Reputation: 77
I'm trying to turn a categorical string column into several dummy variable binary columns, but I'm getting a valueerror.
Here's the code:
import sys, os
import numpy as np
import matplotlib.pyplot as plt
import pandas as pd
from dateutil import parser
import math
import traceback
import logging
datasetMod = pd.read_csv('data.csv')
X = datasetMod.iloc[:, 3:6].values
y = datasetMod.iloc[:, 1].values
print(X[:, 0])
# Encoding categorical data
from sklearn.preprocessing import LabelEncoder, OneHotEncoder
try:
labelencoder_X = LabelEncoder()
X[:, 0] = labelencoder_X.fit_transform(X[:, 0])

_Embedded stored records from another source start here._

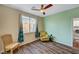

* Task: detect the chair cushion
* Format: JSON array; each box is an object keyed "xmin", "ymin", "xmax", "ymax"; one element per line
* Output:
[{"xmin": 5, "ymin": 43, "xmax": 19, "ymax": 51}]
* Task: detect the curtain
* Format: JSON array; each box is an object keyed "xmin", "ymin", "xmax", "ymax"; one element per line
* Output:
[
  {"xmin": 18, "ymin": 17, "xmax": 24, "ymax": 43},
  {"xmin": 35, "ymin": 24, "xmax": 40, "ymax": 38}
]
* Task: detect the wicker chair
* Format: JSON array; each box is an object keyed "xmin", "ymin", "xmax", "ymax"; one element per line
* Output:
[{"xmin": 1, "ymin": 34, "xmax": 20, "ymax": 54}]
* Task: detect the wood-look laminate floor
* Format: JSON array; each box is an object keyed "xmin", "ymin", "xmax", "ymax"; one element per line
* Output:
[{"xmin": 14, "ymin": 41, "xmax": 79, "ymax": 54}]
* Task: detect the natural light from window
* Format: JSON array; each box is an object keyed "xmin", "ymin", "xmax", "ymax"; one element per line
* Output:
[{"xmin": 22, "ymin": 16, "xmax": 36, "ymax": 33}]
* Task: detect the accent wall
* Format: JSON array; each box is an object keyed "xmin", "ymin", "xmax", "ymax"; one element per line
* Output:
[{"xmin": 44, "ymin": 8, "xmax": 79, "ymax": 46}]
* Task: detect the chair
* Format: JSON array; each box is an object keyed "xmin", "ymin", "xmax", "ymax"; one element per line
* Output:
[
  {"xmin": 40, "ymin": 31, "xmax": 49, "ymax": 41},
  {"xmin": 1, "ymin": 34, "xmax": 20, "ymax": 54}
]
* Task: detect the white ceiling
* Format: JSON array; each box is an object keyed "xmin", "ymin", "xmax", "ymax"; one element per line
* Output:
[{"xmin": 5, "ymin": 4, "xmax": 79, "ymax": 17}]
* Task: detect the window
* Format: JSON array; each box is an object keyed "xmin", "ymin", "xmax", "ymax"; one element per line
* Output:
[{"xmin": 22, "ymin": 16, "xmax": 36, "ymax": 33}]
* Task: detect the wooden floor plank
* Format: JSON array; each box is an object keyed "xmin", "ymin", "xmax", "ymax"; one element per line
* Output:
[{"xmin": 14, "ymin": 41, "xmax": 79, "ymax": 54}]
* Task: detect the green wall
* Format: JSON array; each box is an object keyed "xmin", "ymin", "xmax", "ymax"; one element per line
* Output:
[{"xmin": 44, "ymin": 8, "xmax": 79, "ymax": 46}]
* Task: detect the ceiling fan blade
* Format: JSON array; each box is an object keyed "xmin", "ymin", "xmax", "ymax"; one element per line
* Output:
[
  {"xmin": 43, "ymin": 12, "xmax": 45, "ymax": 15},
  {"xmin": 41, "ymin": 4, "xmax": 44, "ymax": 9},
  {"xmin": 32, "ymin": 9, "xmax": 40, "ymax": 11},
  {"xmin": 44, "ymin": 4, "xmax": 53, "ymax": 9}
]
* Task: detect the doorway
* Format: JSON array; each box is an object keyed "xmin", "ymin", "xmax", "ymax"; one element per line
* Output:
[{"xmin": 73, "ymin": 18, "xmax": 79, "ymax": 48}]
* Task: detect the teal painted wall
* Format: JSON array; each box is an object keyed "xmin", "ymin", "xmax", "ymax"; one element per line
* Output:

onehotencoder = OneHotEncoder(categorical_features = [0])
X = onehotencoder.fit_transform(X).toarray()
except Exception as e:
exc_type, exc_obj, exc_tb = sys.exc_info()
fname = os.path.split(exc_tb.tb_frame.f_code.co_filename)[1]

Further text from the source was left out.